人材派遣ビジネスが新たなステージへ
株式会社VODEが提供する音声AIエージェント『ALICE(アリス)』が、2026年6月に人材派遣会社向けにサービスを開始する。この新サービスは、派遣会社におけるスタッフ電話面談の業務を自動化し、人手不足が深刻化する採用現場を助けることを目指している。
派遣業界が抱える課題
現在、人材派遣市場は約10兆円に達しているものの、採用現場では人手不足が拡大しており、特に電話業務が労働者の貴重な時間を圧迫している。面談一件を行うのに30分かかり、月には100件も行う業務が想定され、その合計時間は膨大だ。さらに、夜間や早朝の電話には翌営業日に対応しなければならず、機会損失やスタッフの満足度低下も懸念される。
一方で、WEB面談や動画面接は派遣スタッフ層には浸透しづらく、IVR(自動音声応答)も敬遠されがちであるため、自然な会話によって業務を達成する方法が求められてきた。
ALICEの革新性
ALICEは、単なる対話型AIではなく、電話での面談業務をスムーズに進め、その結果をデータとして蓄積する業務AIエージェントである。これにより、派遣担当者は本来の業務に集中できるようになる。
- - 電話での簡便さ: ALICEは電話面談を行うため、WEB面談やアプリを使う必要がなく、派遣スタッフ層も「出るだけ」で参加できる。これにより、面談の回収率と完了率が向上する。
- - 情報の深掘り: 職種に特化した質問を通じて、単なる表面的な情報ではなく、深いデータを構造化して得られる。その情報は、派遣先への推薦に活用できる。
- - 全自動の業務処理: 受電と発信業務を一元管理し、受信者の自動特定、希望日時の聞き取り、再架電をALICEが行う。これにより、効率的な業務プロセスが実現される。
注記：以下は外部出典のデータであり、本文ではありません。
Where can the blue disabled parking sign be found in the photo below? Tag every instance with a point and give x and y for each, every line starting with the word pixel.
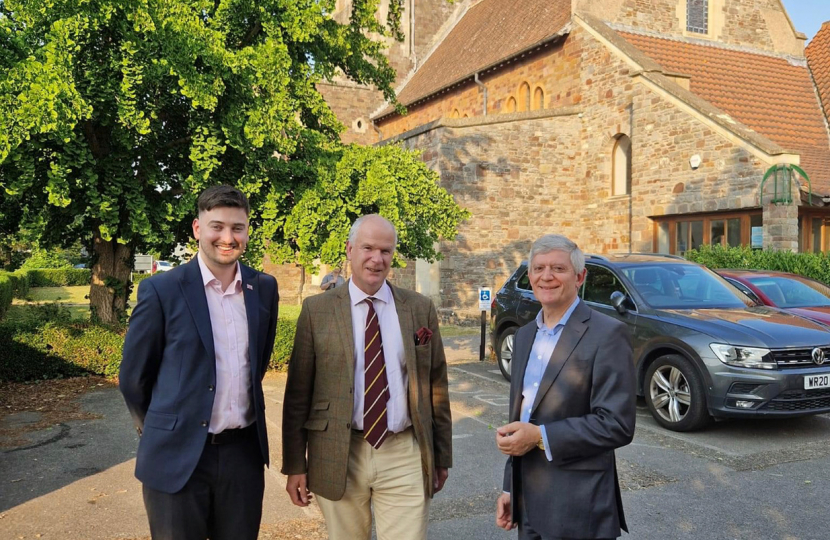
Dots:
pixel 485 296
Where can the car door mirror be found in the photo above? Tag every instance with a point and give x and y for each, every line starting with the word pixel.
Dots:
pixel 618 301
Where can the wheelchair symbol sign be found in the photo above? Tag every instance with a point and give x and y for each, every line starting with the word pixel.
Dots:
pixel 485 296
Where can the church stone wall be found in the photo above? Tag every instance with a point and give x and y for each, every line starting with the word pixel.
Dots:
pixel 554 70
pixel 758 24
pixel 532 176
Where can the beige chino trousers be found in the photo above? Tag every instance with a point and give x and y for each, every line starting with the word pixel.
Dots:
pixel 389 482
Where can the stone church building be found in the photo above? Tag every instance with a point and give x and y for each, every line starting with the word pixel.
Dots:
pixel 627 125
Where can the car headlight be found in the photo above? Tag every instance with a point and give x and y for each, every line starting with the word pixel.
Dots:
pixel 751 357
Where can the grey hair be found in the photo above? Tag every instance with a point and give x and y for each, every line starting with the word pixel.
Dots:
pixel 557 242
pixel 359 221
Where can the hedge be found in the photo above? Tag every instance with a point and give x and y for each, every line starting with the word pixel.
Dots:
pixel 45 343
pixel 6 293
pixel 813 265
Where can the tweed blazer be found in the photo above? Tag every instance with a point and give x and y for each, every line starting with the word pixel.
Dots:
pixel 318 403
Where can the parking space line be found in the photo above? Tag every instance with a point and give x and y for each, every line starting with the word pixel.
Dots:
pixel 480 376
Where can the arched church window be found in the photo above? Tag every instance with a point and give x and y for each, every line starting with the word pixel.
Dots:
pixel 621 166
pixel 524 97
pixel 697 16
pixel 538 98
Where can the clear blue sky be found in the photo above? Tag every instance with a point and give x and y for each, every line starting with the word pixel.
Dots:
pixel 807 15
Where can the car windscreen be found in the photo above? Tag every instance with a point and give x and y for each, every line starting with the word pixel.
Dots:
pixel 787 292
pixel 683 286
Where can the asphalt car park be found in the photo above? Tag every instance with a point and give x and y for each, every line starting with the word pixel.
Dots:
pixel 737 479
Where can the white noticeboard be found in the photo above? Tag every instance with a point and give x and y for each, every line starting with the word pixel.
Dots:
pixel 143 263
pixel 757 237
pixel 485 296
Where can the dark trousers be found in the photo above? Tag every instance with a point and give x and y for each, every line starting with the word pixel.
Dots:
pixel 221 501
pixel 526 532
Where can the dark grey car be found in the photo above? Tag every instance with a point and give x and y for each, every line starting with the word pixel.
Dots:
pixel 702 349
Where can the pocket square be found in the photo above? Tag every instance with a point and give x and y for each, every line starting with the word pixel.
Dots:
pixel 423 336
ALICEはさらに、業務システムへの記録も自動化し、オペレーターに近い対応を可能とする。また、同社のスマートスタッフと連携することで、音声データからスキルシートを自動生成する機能も備えている。
利用プランと今後の展開
ALICEは、Starter、Standard、Enterpriseの三つのプランを用意し、通話量や連携要件に応じたサービスを提供する。現在は派遣業界を中心にサービス展開を進め、今後は葬儀業界や介護、不動産接客など他業種への拡大も視野に入れている。また、個人情報の取り扱いについても細心の注意が払われており、利用目的の告知や同意取得、データの国内対応の強化が予定されている。
代表の語るビジョン
株式会社VODEの代表、山岡謙志氏は「実際の派遣現場で求められていたのは、WEBやアプリではなく、電話でした。ALICEはただの音声AIにとどまらず、業務を効率化し、採用担当者が本来の業務に専念できる環境を作ります。」と述べている。
このように、ALICEの登場は派遣業界に新たな風をもたらすことが期待されている。今後の展開も目が離せない。